The method is usually used POST. Certainly authentication is a concept that does not seem to fit very well in any HTTP method, but usually we adopt the POST in these cases :)

Considering that I have 5 actions and that, according to the answers of the questions mentioned, there are 9 "official" methods, when I will use the others?

Unfortunately you will not always be able to find an HTTP method suitable for all the actions you want to do on the system. Even, be careful when using some of the rarest HTTP methods, as you may have problems unexpected with firewall among other environmental surprises.

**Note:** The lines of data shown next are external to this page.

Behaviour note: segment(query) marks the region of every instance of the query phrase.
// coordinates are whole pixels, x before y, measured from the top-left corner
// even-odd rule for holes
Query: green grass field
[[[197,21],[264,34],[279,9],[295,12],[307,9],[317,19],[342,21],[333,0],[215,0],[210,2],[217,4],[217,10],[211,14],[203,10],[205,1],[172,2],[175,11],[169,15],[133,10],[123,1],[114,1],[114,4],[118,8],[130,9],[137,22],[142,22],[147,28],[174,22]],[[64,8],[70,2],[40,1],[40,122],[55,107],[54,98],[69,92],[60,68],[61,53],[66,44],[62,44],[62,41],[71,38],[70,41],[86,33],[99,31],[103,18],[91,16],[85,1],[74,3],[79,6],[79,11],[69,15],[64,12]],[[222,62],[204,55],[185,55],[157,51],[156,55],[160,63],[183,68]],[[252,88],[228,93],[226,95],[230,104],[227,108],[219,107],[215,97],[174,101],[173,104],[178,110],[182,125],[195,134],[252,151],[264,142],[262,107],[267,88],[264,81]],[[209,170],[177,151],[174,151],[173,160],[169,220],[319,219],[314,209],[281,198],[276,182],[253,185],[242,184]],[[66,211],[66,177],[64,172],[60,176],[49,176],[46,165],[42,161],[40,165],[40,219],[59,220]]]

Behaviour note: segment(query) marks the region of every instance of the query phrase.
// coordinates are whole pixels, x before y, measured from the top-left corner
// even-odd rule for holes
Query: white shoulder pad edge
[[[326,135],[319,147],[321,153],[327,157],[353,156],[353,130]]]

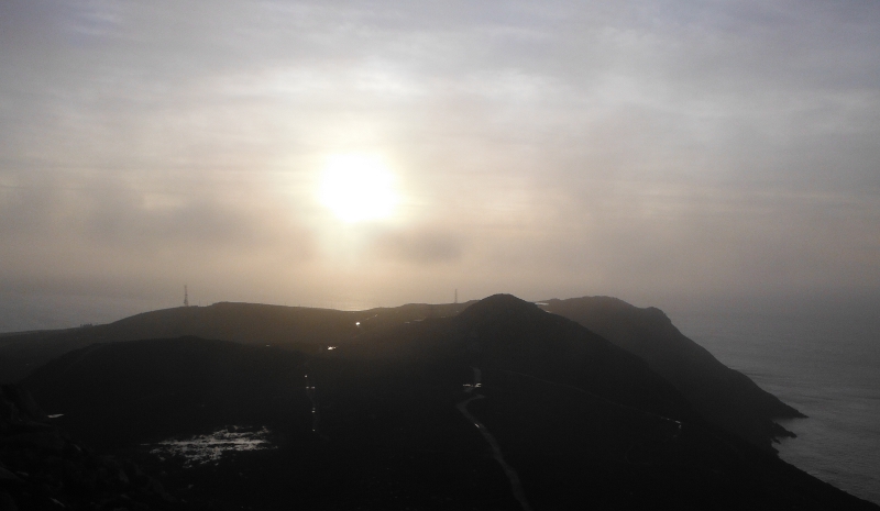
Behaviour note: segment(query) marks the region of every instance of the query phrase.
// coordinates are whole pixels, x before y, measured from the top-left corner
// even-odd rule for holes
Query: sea
[[[880,300],[666,312],[722,363],[809,416],[779,421],[798,435],[777,445],[782,459],[880,504]]]
[[[722,363],[809,415],[780,421],[798,435],[777,445],[782,459],[880,504],[880,293],[632,303],[659,307]],[[160,306],[173,307],[0,292],[0,332],[105,323]]]

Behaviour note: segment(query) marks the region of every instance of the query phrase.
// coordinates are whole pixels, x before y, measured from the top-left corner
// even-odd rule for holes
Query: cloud
[[[22,289],[880,285],[873,2],[0,10],[0,281]],[[405,197],[355,240],[312,188],[358,152]]]

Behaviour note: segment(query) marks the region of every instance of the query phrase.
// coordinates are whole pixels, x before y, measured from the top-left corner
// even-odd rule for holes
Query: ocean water
[[[815,304],[814,304],[815,306]],[[880,503],[880,308],[716,309],[669,313],[722,363],[809,415],[782,459]]]

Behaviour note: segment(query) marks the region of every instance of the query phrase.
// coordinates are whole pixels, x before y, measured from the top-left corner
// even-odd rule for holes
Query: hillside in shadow
[[[353,324],[309,349],[108,342],[22,385],[96,451],[229,509],[877,509],[514,297],[370,327],[366,313],[340,314]]]
[[[755,445],[770,448],[771,441],[794,436],[774,419],[805,416],[684,336],[660,309],[640,309],[610,297],[544,303],[546,311],[576,321],[641,357],[708,422]]]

Usually people stick to the classics: GET, POST, PUT, DELETE and (rarer) PATCH. The PATCH is used when the user wants to update only information specific to the HTTP entity and does not want to send all information to each update, as is done in PUT.

If I use the GET method to pick up something very important, and therefore the user data must be informed again (user and password), I must pass this by the url (examplo.com/given/user/password)?

Passing the user and password through the URL is something that never should be done. If certain endpoint of consultation need user and password, this information must be passed in the body of the message (body). Like the GET does not accept a body (or should not accept.. ), it is used POST same. Example:

POST /api/consultar-dado-importante/123

Body: 
{
    "usuario": "user", "senha": "123456"
}

Use POST instead of GET in these cases is an exception the rule.

Plus, here’s my tip: you won’t find a ready answer on how to use the correct HTTP method or code for each issue in your project. Just try to choose a pattern in your API and follow it all the time by creating an internal standard.

If you have any more questions or something that is not clear, use the comment area that I can clarify some points.

usually has yes, always various operations you can do in this case.

But the most used ones are GET and POST as you may have read, probably already have knowledge of what each one does:

GET = FASTER, BUT LESS SAFE.

POST = Slower, but safer.

ie use get to pass some information that is not relevant to the server through the url. and use the post to pass some information such as password, or credit card number, something that is more confidential Voce can not leave visible by the url.

I believe you now understand better which one to use.